メジャーバージョンアップは手動、マイナーバージョンアップは自動で対応可能、バックアップは自動(日時)/手動で行えます。SQL Serverの機能制限があり、複数DB管理がないといった特徴があります。

機能制限がなく複数DB管理が可能なのはMicrosoft Azureだけです。
データ領域の自動拡張やポイントインタイムリカバリ、バージョンアップなど、便利な機能まで網羅しているところから、ほかと比較しても活用しやすいクラウドサービスと判断できます。

コストが安価

3種類のクラウドサービスをコスト面から比較した場合、割引やサービスが充実しているMicrosoft Azureは、ほかのクラウドサービスよりもコストを抑えた利用が可能です。
データ使用量の予測が難しいSQL Databaseでは、ワークロードが必要とする容量を自動的にスケーリングして使用するため、必要最小限のコストしかかかりません。
クラウドサービスの利用にかかる主なコストには、ライセンス料、従量課金分があり、割引額を差し引いた金額で利用料が決まります。

【Microsoft Azure(Azure MI/SQL Database)の料金】

Azureの利用料金は、

  • 「DBサービス/4コア/東京リージョン」の場合に月額$794.16、
  • 「データストレージ300GB」が月額$41.40、
  • 「バックアップストレージ1TB」が月額$122.88

合計月額:$958.44

  • 1年割引で合計月額$618.24
  • 3年割引で合計月額$517.791

と、低コストで利用ができます。
予約割引は最大80%の割引率です。(ハイブリッド割引適用時)

【Amazon Web Services(Amazon RDS for SQL Server)の料金】

AWSの利用料は合計月額$1297.92です。1年割引を利用できますが、割引適用時の月額利用料は$1078.09で、予約割引は最大65%の割引率です。

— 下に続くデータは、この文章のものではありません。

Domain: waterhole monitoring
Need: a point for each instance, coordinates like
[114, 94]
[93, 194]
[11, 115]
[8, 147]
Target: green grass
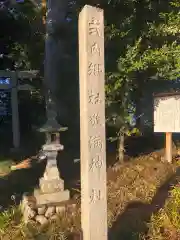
[165, 225]
[132, 190]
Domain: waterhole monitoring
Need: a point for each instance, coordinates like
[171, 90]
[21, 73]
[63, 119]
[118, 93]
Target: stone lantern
[51, 185]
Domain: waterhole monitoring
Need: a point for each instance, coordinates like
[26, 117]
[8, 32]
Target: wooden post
[15, 112]
[44, 11]
[168, 150]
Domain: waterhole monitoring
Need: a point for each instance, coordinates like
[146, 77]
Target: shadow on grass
[133, 221]
[18, 182]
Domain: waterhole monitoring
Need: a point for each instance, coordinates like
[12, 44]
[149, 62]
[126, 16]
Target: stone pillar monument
[92, 124]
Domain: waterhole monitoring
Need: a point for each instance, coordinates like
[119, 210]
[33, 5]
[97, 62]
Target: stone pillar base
[41, 207]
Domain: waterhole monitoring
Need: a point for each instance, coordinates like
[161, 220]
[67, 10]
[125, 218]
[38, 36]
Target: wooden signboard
[167, 118]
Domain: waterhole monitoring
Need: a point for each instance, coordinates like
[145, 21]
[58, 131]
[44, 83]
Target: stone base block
[44, 212]
[51, 186]
[51, 198]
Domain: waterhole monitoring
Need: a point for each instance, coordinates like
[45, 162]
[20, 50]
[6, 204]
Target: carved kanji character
[94, 27]
[94, 69]
[95, 142]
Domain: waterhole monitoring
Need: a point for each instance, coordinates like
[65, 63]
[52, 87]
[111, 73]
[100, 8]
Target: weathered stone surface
[60, 209]
[92, 124]
[29, 213]
[54, 217]
[42, 210]
[50, 212]
[51, 186]
[53, 198]
[41, 219]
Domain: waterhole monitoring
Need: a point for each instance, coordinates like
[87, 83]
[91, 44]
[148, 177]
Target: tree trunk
[54, 52]
[121, 148]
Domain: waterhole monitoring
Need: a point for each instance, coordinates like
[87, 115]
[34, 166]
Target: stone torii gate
[13, 86]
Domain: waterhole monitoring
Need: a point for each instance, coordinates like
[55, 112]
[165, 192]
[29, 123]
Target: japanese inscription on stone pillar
[92, 111]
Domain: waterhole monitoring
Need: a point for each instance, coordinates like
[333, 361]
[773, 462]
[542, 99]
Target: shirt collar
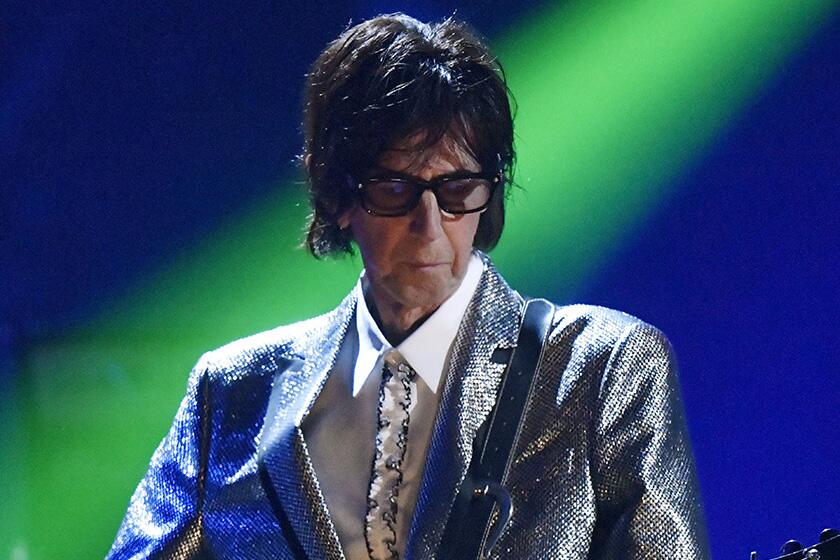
[425, 349]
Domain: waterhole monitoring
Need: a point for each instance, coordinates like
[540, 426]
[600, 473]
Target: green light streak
[615, 100]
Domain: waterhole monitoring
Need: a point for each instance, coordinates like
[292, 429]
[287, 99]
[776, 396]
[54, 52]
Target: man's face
[418, 260]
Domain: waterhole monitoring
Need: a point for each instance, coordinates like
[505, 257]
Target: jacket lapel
[284, 460]
[469, 393]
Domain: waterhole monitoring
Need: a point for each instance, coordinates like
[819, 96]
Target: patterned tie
[386, 473]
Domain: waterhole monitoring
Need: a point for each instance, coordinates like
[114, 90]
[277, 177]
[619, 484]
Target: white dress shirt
[341, 428]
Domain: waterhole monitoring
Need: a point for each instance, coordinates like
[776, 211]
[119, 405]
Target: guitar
[827, 549]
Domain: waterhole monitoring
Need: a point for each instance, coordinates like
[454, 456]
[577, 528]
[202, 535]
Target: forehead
[412, 155]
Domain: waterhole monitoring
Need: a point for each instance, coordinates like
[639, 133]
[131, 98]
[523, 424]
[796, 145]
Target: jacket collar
[469, 393]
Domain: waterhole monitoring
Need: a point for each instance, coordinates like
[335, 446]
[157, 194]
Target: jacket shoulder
[609, 326]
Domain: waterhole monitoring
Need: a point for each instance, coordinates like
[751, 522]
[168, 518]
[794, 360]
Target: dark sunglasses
[460, 193]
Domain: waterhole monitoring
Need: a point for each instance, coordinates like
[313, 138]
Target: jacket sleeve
[164, 518]
[646, 490]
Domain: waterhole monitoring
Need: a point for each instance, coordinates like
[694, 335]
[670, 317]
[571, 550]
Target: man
[348, 435]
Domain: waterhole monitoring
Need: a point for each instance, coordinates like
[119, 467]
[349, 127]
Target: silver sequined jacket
[602, 469]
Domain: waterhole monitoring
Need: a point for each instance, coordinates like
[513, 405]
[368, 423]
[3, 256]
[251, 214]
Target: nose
[427, 217]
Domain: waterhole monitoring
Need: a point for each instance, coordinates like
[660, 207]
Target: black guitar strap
[472, 529]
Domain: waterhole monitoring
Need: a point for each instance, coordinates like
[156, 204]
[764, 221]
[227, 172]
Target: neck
[396, 321]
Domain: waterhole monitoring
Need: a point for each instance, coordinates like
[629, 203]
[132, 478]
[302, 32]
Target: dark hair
[381, 82]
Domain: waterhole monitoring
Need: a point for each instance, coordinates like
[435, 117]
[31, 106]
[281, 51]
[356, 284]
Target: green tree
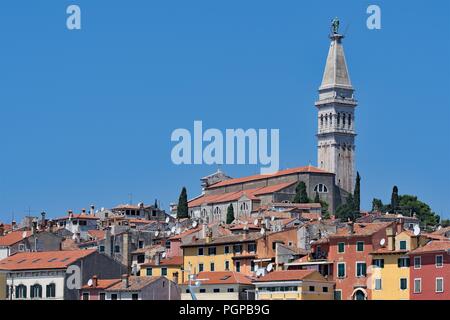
[301, 195]
[182, 209]
[357, 193]
[377, 204]
[230, 214]
[394, 199]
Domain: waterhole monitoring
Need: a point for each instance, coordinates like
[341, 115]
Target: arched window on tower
[321, 188]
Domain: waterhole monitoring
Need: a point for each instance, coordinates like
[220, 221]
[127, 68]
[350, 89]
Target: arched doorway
[359, 294]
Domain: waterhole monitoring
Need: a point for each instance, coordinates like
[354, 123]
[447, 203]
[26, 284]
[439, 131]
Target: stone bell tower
[336, 116]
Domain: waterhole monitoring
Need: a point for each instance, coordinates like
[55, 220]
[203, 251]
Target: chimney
[94, 281]
[350, 227]
[125, 281]
[391, 240]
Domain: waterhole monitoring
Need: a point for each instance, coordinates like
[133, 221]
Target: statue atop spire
[335, 25]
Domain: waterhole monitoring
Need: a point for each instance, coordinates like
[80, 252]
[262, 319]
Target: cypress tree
[182, 209]
[357, 193]
[230, 214]
[300, 193]
[394, 199]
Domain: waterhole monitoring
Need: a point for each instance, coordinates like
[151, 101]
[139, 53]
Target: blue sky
[86, 116]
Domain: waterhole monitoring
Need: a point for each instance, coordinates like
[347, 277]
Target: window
[403, 245]
[417, 285]
[321, 188]
[439, 284]
[50, 290]
[360, 246]
[36, 291]
[341, 270]
[417, 262]
[337, 295]
[403, 283]
[439, 261]
[21, 292]
[403, 262]
[360, 269]
[378, 284]
[379, 263]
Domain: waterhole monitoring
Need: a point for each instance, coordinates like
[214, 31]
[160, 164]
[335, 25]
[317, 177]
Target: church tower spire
[336, 116]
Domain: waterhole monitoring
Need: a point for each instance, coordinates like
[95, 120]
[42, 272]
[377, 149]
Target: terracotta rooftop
[361, 229]
[223, 277]
[13, 237]
[237, 238]
[135, 283]
[433, 246]
[285, 275]
[43, 260]
[172, 261]
[306, 169]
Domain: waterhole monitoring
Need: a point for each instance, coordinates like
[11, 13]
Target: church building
[333, 178]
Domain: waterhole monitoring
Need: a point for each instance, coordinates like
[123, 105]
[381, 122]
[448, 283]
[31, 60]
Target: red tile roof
[172, 261]
[361, 229]
[306, 169]
[223, 277]
[13, 237]
[102, 284]
[433, 246]
[285, 275]
[233, 196]
[43, 260]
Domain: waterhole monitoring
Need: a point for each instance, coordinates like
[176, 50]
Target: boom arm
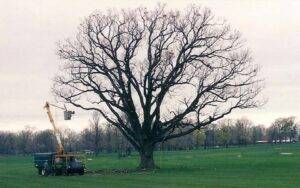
[60, 148]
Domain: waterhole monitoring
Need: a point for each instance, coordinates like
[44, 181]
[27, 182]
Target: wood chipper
[59, 162]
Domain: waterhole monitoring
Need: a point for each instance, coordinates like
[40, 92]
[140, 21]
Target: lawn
[252, 166]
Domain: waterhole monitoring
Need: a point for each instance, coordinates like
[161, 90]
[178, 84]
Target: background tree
[169, 72]
[97, 131]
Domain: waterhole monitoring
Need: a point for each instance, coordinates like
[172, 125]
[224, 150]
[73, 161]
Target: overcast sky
[30, 29]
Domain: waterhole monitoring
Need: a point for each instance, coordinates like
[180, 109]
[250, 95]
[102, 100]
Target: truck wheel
[39, 171]
[44, 172]
[81, 172]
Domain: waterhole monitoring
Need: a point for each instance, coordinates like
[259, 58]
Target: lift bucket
[68, 114]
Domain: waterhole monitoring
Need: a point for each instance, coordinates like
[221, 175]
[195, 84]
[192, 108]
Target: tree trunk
[146, 158]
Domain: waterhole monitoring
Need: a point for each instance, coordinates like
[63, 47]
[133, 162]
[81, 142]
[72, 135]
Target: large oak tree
[157, 74]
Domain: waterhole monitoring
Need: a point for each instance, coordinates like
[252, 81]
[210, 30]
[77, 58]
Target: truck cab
[52, 163]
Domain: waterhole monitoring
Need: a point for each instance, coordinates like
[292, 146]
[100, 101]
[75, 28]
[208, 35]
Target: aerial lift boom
[60, 148]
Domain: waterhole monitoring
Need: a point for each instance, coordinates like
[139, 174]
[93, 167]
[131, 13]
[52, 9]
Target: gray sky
[30, 29]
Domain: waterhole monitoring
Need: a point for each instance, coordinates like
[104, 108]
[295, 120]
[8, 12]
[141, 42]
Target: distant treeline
[99, 139]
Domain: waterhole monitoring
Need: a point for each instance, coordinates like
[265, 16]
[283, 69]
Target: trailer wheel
[44, 172]
[39, 171]
[81, 172]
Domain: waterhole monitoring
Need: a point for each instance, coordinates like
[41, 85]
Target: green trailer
[62, 164]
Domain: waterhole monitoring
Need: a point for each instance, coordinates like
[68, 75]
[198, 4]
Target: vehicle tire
[40, 171]
[81, 172]
[44, 172]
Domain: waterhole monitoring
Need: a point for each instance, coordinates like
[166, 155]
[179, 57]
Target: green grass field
[260, 166]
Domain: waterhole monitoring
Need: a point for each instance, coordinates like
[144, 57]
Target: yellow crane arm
[60, 148]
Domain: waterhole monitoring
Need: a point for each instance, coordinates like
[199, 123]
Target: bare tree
[169, 72]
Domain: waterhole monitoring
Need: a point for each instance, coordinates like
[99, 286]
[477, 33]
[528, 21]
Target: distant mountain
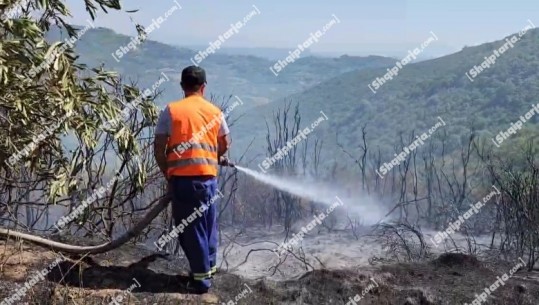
[266, 53]
[419, 94]
[247, 76]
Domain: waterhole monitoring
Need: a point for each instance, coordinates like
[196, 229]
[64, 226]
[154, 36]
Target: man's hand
[223, 161]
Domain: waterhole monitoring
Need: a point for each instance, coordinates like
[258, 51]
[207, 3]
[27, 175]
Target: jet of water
[366, 208]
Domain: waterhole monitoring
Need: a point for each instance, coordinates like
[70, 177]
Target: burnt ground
[449, 279]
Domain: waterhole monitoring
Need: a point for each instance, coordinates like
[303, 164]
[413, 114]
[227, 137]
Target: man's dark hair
[193, 78]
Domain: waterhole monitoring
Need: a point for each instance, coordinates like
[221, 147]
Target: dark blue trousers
[194, 201]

【Google Cloud Platform(Cloud SQL for SQL Server)の料金】

GCPの場合の利用料金は月額合計$808.85です。
1年割引で合計月額$571.94、3年割引で合計月額$502.70になります。
ただし、GCPはライセンス料が別途かかることに注意が必要です。
予約割引は最大52%の割引率です。(ライセンスへの適用無し)

このように実際に料金を比べてみると、Microsoft Azureの料金が最もリーズナブルに利用できるサービスと分かります。

SQL Serverの既存システムからの移行

既存システムのSQL ServerをMicrosoft Azureクラウドサービスに移行する場合、オンプレミスで使用していたワークロードがクラウド移行に適しているかを確認しましょう。
移行の際は、前述のSQL Server on Azure VM、Azure SQL Managed Instance、 Azure SQL Databaseの3種類から、目的に応じた移行先を選べます。
自由度の高さを優先したい場合には、SQL Server on Azure VMへの移行がおすすめです。ただし、自由度が高い反面、オンプレミスと同程度の管理をしなければなりません。
SQL Serverとの互換性が100%に近く、機能性の高さを維持しながら一部の運用管理を自動化させたい場合には、Azure SQL MIへの移行が適しています。
100DB以上作成したい場合の移行に適しているのが、Azure SQL Databaseです。フルマネージドなデータベースの利用で、自社で管理する手間を大幅に削減可能です。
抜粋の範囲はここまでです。